Meskipun pencantuman nama dalam berkas ini tidak selalu menunjukkan keterlibatan kriminal, publikasi ini memberikan sorotan baru terhadap hubungan bisnis global para konglomerat tanah air dengan lingkaran properti Donald Trump.

Artikel ini akan mengulas secara mendalam isi dokumen Epstein terbaru, daftar nama orang Indonesia yang terseret, serta fakta-fakta penting di balik skandal transparansi terbesar tahun ini.

Siapa Saja Tokoh Indonesia yang Disebut?

Dalam rilis dokumen tersebut, terdapat beberapa nama pengusaha dan tokoh asal Indonesia yang tercatat dengan konteks yang berbeda-beda:

1. Hary Tanoesoedibjo

Nama bos MNC Group ini muncul dalam dokumen FBI terkait statusnya sebagai miliarder dan mitra bisnis Donald Trump. Dokumen tersebut menyinggung keterlibatan Hary dalam pembelian properti milik Trump di Beverly Hills dengan harga di atas rata-rata pasar. Hingga kini, pihak Hary Tanoe belum memberikan tanggapan resmi.

2. Eka Widjaja

Laporan yang sama menyebutkan bahwa pendiri Sinar Mas Group ini (yang telah wafat pada 2019) pernah membeli rumah mewah Trump di Beverly Hills senilai $9,5 juta secara tunai.

3. Kafrawi Yuliantono

Berbeda dengan dua nama sebelumnya, Kafrawi muncul dalam riwayat email pribadi yang dikirimkan kepada Epstein. Dalam email tersebut, ia menyatakan ketertarikannya untuk melamar pekerjaan sebagai staf pengelola properti milik Epstein di New York atau Florida. Saat dikonfirmasi, Kafrawi membenarkan hal tersebut namun menyatakan bahwa ia tidak lolos seleksi.

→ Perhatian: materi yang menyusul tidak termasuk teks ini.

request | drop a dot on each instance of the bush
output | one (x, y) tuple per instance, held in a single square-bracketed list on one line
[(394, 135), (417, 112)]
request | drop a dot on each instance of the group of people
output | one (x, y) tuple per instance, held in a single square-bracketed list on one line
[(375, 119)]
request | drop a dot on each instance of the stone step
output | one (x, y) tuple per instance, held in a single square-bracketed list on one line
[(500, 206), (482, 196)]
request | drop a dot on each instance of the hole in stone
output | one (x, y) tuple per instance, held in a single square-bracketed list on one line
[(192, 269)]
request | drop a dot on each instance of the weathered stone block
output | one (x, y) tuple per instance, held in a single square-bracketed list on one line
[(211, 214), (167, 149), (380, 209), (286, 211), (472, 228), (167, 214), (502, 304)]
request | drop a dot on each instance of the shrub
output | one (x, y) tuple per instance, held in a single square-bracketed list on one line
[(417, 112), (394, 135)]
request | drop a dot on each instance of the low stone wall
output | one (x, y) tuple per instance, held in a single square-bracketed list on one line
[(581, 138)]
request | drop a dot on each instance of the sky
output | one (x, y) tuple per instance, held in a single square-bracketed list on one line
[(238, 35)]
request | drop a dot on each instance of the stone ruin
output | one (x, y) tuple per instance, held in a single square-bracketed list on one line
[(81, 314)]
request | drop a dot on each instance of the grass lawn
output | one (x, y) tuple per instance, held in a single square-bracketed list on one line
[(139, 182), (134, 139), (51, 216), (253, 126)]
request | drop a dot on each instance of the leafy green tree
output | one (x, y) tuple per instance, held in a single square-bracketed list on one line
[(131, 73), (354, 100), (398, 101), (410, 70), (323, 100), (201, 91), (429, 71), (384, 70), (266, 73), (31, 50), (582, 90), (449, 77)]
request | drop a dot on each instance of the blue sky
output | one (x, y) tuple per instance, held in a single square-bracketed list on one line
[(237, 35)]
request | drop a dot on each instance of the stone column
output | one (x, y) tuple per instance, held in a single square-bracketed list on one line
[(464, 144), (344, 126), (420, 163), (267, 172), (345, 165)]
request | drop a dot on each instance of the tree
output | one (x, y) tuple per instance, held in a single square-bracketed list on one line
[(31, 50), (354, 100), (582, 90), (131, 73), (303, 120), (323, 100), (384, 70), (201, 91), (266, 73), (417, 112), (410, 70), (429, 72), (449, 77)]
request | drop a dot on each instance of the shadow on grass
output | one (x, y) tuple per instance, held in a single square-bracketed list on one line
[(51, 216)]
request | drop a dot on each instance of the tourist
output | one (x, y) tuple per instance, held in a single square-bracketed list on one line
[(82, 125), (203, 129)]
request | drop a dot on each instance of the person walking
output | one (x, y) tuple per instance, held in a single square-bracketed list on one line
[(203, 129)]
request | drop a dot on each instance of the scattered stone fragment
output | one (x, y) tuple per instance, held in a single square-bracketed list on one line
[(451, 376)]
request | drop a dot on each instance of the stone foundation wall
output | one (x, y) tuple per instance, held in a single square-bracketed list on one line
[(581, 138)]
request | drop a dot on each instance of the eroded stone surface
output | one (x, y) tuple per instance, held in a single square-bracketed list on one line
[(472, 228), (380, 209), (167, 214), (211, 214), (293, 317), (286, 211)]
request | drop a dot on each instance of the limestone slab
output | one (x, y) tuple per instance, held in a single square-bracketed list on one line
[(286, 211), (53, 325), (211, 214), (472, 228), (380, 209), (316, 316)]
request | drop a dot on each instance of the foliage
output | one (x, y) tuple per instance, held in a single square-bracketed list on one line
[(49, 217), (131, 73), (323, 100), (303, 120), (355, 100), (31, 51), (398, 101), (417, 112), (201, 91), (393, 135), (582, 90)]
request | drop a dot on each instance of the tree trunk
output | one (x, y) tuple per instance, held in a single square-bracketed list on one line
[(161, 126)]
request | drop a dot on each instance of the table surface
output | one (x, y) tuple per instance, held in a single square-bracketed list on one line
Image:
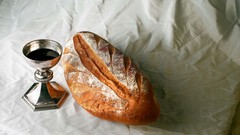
[(188, 49)]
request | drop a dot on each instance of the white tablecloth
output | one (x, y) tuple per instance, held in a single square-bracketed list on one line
[(190, 50)]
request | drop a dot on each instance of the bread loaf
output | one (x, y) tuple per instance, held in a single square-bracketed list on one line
[(106, 83)]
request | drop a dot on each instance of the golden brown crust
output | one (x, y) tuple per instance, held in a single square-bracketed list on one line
[(106, 83)]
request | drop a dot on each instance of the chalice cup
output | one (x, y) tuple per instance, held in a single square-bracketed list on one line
[(43, 54)]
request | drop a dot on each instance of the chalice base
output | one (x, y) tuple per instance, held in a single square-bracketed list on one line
[(45, 96)]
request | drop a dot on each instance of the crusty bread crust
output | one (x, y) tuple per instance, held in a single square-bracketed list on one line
[(106, 83)]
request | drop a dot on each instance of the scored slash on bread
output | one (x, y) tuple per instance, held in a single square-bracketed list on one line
[(106, 83)]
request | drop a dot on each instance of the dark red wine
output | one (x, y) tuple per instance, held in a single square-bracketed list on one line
[(42, 54)]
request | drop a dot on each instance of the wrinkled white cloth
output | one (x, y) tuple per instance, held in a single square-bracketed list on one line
[(190, 50)]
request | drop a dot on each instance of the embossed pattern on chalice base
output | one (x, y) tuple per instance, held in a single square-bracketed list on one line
[(43, 54)]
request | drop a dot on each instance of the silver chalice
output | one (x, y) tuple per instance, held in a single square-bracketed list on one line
[(43, 54)]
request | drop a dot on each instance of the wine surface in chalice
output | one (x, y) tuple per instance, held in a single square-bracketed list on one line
[(42, 54)]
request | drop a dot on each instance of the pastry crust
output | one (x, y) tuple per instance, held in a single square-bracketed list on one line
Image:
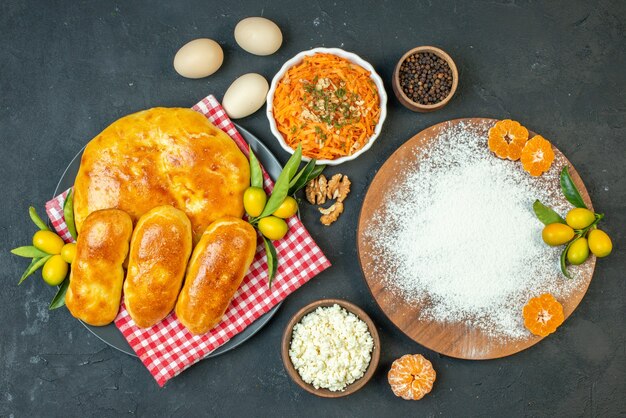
[(96, 277), (159, 250), (217, 266), (162, 156)]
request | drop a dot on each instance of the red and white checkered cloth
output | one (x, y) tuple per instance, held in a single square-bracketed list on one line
[(167, 348)]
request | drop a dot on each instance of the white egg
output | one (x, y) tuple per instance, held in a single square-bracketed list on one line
[(199, 58), (258, 36), (245, 96)]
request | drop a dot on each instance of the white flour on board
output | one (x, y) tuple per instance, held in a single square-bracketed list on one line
[(458, 236)]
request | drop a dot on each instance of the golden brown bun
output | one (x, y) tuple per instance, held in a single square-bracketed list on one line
[(96, 277), (162, 156), (159, 251), (217, 266)]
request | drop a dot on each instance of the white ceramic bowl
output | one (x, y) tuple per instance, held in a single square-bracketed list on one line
[(382, 94)]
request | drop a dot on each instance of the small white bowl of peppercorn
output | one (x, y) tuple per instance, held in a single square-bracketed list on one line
[(425, 79)]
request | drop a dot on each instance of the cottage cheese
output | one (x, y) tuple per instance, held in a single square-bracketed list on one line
[(331, 348)]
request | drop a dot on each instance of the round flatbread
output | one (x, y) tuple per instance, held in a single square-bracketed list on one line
[(162, 156)]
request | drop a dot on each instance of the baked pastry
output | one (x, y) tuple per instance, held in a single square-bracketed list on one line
[(159, 251), (217, 266), (96, 277), (162, 156)]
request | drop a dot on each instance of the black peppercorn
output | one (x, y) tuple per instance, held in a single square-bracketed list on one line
[(425, 78)]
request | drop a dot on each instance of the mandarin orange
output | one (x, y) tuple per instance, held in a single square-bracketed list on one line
[(507, 139), (543, 315), (411, 377), (537, 156)]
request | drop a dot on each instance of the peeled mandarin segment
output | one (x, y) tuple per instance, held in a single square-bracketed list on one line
[(537, 156), (411, 377), (543, 315), (507, 138)]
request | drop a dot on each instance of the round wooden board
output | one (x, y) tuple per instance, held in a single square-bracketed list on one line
[(452, 339)]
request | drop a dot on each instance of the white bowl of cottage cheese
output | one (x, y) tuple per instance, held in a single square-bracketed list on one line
[(331, 348)]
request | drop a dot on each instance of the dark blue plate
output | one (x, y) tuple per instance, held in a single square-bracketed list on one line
[(110, 334)]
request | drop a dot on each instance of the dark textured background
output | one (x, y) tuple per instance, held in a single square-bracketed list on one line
[(68, 69)]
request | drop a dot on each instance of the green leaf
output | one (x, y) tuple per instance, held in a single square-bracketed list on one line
[(68, 213), (33, 267), (545, 214), (272, 260), (281, 188), (256, 174), (29, 251), (563, 255), (59, 298), (570, 191), (316, 170), (37, 220), (300, 178)]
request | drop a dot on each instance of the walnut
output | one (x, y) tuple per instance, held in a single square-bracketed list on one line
[(338, 187), (331, 214), (316, 190)]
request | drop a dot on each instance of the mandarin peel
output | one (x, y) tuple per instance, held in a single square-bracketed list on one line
[(507, 139), (543, 315), (537, 156), (411, 377)]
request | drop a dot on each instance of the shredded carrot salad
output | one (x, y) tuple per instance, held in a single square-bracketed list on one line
[(327, 104)]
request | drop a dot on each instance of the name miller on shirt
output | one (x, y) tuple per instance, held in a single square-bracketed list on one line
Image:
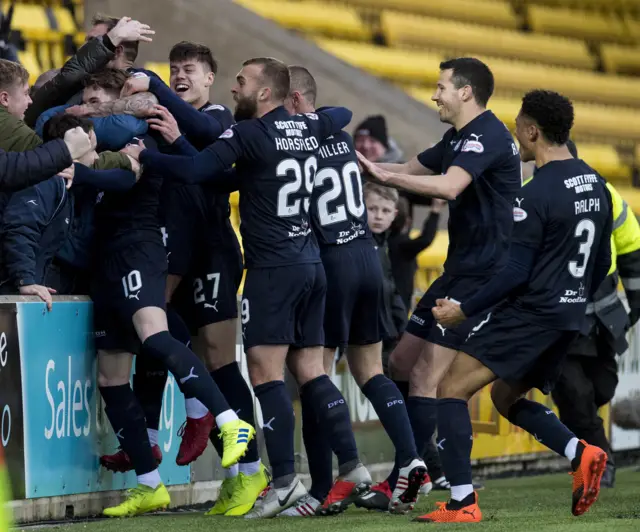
[(331, 150), (582, 206), (582, 183), (308, 144)]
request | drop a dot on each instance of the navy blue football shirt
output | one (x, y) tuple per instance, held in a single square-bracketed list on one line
[(338, 212), (276, 163), (565, 214), (481, 217)]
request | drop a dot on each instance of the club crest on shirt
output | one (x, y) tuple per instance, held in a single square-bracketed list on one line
[(519, 214), (473, 144)]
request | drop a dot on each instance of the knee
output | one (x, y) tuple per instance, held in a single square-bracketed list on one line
[(502, 398)]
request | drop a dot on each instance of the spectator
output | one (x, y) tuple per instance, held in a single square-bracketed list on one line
[(103, 48), (372, 140), (114, 131), (403, 249), (37, 220), (382, 208), (20, 170)]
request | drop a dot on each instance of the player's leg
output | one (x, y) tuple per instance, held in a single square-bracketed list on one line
[(365, 361), (267, 319), (331, 410), (465, 376), (318, 451), (533, 356), (127, 419)]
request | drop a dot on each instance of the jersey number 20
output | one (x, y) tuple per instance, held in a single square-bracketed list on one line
[(355, 205), (577, 268)]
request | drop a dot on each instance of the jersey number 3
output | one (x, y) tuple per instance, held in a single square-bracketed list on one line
[(577, 268)]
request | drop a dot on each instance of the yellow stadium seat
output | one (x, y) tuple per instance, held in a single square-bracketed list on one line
[(31, 20), (621, 59), (408, 66), (30, 62), (578, 24), (162, 69), (490, 12), (65, 21), (462, 38), (632, 196), (312, 17), (435, 255)]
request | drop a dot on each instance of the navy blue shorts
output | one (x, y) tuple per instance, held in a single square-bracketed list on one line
[(124, 282), (184, 213), (284, 305), (354, 300), (422, 323), (209, 294), (517, 350)]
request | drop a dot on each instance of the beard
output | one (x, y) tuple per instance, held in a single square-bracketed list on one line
[(246, 108)]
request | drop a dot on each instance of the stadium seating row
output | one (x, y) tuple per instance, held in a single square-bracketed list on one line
[(44, 30), (421, 67), (561, 36)]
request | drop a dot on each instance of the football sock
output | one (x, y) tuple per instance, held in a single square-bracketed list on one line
[(149, 382), (333, 416), (236, 390), (542, 424), (188, 370), (278, 429), (388, 403), (456, 440), (127, 419)]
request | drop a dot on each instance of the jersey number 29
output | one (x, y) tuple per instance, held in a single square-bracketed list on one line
[(286, 207), (577, 268)]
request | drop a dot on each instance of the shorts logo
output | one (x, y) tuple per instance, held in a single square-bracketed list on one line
[(519, 214), (479, 326), (227, 134)]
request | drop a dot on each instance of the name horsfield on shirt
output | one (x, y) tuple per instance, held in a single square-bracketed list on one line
[(308, 144)]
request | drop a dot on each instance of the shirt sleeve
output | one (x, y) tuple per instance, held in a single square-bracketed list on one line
[(476, 156), (431, 158), (208, 165), (330, 121)]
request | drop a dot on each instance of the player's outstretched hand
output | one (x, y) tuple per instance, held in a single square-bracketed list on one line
[(78, 142), (43, 292), (135, 85), (165, 123), (129, 30), (67, 174), (447, 313), (373, 169)]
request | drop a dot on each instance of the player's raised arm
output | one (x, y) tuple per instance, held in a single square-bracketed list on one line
[(206, 166), (447, 186), (332, 120)]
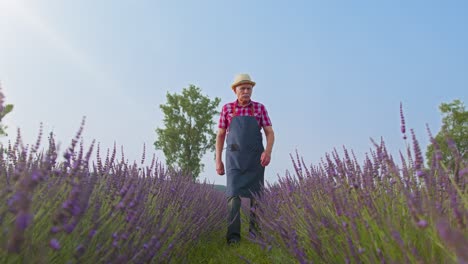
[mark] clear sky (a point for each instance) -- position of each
(331, 73)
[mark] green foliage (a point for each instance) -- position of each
(188, 131)
(454, 127)
(8, 108)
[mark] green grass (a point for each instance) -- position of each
(213, 249)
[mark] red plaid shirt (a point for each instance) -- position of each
(259, 112)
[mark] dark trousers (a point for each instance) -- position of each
(234, 220)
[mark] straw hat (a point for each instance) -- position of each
(241, 79)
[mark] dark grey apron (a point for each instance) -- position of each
(245, 174)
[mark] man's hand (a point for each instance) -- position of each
(265, 158)
(220, 168)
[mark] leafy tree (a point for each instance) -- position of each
(188, 132)
(454, 128)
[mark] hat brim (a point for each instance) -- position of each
(234, 85)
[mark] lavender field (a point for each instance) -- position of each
(59, 207)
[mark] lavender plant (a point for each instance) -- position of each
(343, 211)
(73, 211)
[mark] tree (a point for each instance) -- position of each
(4, 110)
(188, 132)
(455, 129)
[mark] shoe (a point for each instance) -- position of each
(232, 242)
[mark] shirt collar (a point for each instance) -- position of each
(237, 103)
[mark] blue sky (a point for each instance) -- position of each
(331, 73)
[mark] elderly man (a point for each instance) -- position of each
(241, 122)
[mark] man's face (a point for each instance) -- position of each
(244, 92)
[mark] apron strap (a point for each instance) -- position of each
(234, 109)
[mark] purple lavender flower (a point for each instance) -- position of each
(54, 244)
(23, 220)
(422, 223)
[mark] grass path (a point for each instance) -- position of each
(213, 249)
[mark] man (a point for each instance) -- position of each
(246, 158)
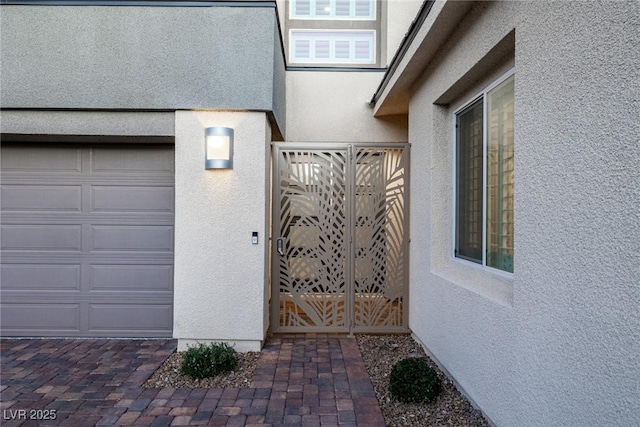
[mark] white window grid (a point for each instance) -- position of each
(332, 46)
(333, 9)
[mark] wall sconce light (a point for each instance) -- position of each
(218, 148)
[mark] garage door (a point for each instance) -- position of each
(87, 240)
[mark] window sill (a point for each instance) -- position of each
(495, 286)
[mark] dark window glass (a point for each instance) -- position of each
(469, 189)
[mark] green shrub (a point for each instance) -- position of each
(206, 361)
(413, 381)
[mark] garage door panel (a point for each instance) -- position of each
(131, 278)
(132, 199)
(138, 160)
(55, 317)
(132, 238)
(25, 198)
(122, 317)
(27, 277)
(41, 159)
(41, 237)
(87, 240)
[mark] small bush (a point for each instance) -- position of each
(413, 381)
(206, 361)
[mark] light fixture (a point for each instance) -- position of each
(218, 148)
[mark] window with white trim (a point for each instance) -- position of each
(484, 211)
(329, 47)
(333, 9)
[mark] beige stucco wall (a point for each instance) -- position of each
(220, 276)
(556, 344)
(332, 107)
(87, 123)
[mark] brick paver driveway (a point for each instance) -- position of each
(303, 381)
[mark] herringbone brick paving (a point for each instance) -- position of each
(302, 380)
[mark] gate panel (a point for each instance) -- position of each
(340, 246)
(379, 244)
(312, 242)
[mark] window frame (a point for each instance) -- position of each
(332, 16)
(331, 60)
(482, 95)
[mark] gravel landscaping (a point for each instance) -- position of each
(380, 353)
(168, 374)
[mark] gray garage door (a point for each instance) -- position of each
(87, 240)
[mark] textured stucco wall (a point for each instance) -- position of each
(84, 57)
(87, 123)
(219, 274)
(332, 107)
(556, 345)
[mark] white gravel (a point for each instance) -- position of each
(380, 353)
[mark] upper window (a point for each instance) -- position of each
(484, 178)
(332, 9)
(327, 47)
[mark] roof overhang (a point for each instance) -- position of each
(435, 21)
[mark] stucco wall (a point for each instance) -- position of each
(87, 123)
(219, 274)
(557, 344)
(84, 57)
(332, 107)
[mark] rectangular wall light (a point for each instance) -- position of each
(218, 148)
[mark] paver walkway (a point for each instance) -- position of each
(299, 381)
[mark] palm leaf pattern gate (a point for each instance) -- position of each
(340, 248)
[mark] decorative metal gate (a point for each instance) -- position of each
(340, 249)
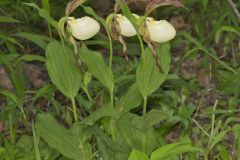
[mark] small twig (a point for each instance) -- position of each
(234, 7)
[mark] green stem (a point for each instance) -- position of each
(110, 50)
(24, 116)
(141, 44)
(74, 110)
(144, 105)
(112, 126)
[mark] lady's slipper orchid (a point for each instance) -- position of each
(83, 28)
(160, 31)
(126, 27)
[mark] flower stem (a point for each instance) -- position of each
(144, 105)
(74, 110)
(110, 49)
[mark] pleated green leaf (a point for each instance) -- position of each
(148, 76)
(62, 69)
(98, 67)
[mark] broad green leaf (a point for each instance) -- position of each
(130, 131)
(62, 68)
(45, 90)
(130, 100)
(104, 111)
(172, 150)
(39, 40)
(148, 76)
(30, 58)
(58, 137)
(137, 155)
(5, 19)
(97, 67)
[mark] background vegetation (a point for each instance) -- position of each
(193, 115)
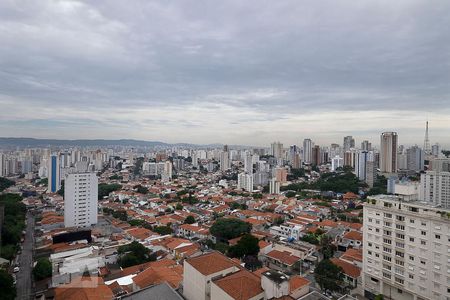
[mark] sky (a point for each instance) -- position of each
(233, 72)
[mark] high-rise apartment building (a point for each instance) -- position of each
(364, 167)
(224, 161)
(307, 151)
(316, 156)
(336, 162)
(366, 145)
(80, 199)
(415, 158)
(245, 182)
(54, 179)
(435, 188)
(436, 150)
(274, 186)
(405, 249)
(276, 149)
(2, 164)
(248, 163)
(349, 143)
(388, 152)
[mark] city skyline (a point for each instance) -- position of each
(232, 73)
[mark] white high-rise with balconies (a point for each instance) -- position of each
(80, 199)
(406, 249)
(388, 152)
(435, 188)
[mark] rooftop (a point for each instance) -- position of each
(241, 285)
(211, 263)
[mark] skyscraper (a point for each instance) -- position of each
(366, 145)
(435, 188)
(80, 199)
(316, 158)
(2, 164)
(54, 179)
(248, 163)
(415, 159)
(426, 142)
(364, 167)
(307, 151)
(388, 152)
(277, 149)
(349, 143)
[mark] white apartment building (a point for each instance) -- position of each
(336, 162)
(80, 199)
(245, 182)
(435, 188)
(406, 249)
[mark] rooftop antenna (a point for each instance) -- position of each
(426, 143)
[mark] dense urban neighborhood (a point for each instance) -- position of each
(194, 223)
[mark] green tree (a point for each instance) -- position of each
(105, 189)
(189, 220)
(133, 254)
(327, 248)
(141, 189)
(61, 190)
(163, 230)
(290, 194)
(328, 275)
(116, 177)
(225, 229)
(43, 269)
(221, 247)
(7, 288)
(247, 245)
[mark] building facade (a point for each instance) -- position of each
(405, 249)
(80, 199)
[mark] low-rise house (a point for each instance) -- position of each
(191, 231)
(352, 273)
(283, 261)
(351, 239)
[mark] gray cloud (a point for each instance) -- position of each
(198, 70)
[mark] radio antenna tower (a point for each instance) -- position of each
(426, 143)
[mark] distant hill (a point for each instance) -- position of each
(32, 142)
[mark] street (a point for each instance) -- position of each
(24, 279)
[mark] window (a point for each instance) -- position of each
(399, 280)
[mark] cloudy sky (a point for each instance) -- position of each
(237, 72)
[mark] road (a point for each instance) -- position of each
(24, 279)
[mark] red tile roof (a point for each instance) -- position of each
(211, 263)
(296, 282)
(242, 285)
(349, 269)
(284, 257)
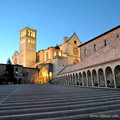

Hubungan Bisnis Properti Trump di Indonesia

Munculnya nama-nama pengusaha Indonesia dalam dokumen ini berkaitan erat dengan proyek real estat mewah milik organisasi Trump di Indonesia, seperti proyek di Bali dan Trump International Golf Club Lido di Bogor.

Dokumen tersebut juga menyoroti interaksi antara Presiden Prabowo Subianto dan Donald Trump yang sempat menyinggung kelanjutan proyek-proyek ini melalui putra Trump, Eric.

Tokoh Dunia Lainnya dalam Dokumen

Selain tokoh Indonesia, rilis 3,5 juta berkas ini juga mencantumkan nama-nama besar lainnya:

  • Donald Trump: Muncul ratusan kali, sebagian besar dalam artikel berita dan email pribadi yang dianggap tidak membahayakan kedudukan politiknya.

  • Elon Musk & Howard Lutnick: Disebutkan dalam email yang membahas rencana kunjungan ke pulau pribadi Epstein.

  • Anwar Ibrahim (PM Malaysia) & Narendra Modi (PM India): Nama mereka muncul dalam percakapan pihak ketiga. Anwar Ibrahim sendiri telah membantah dengan tegas memiliki hubungan apa pun dengan pihak Epstein.

Munculnya nama-nama tokoh besar Indonesia dalam dokumen Jeffrey Epstein memang memicu perdebatan luas, namun penting bagi publik untuk bersikap objektif.

Seperti yang ditegaskan oleh Departemen Kehakiman AS, pencantuman nama dalam berkas tersebut tidak secara otomatis membuktikan adanya tindakan kriminal atau hubungan langsung dengan aktivitas ilegal Epstein.

Sejauh ini, keterkaitan tokoh-tokoh tanah air tersebut lebih banyak bersinggungan dengan relasi bisnis properti global. Kita perlu menunggu perkembangan lebih lanjut dari analisis jutaan dokumen ini untuk mendapatkan gambaran yang lebih utuh dan akurat.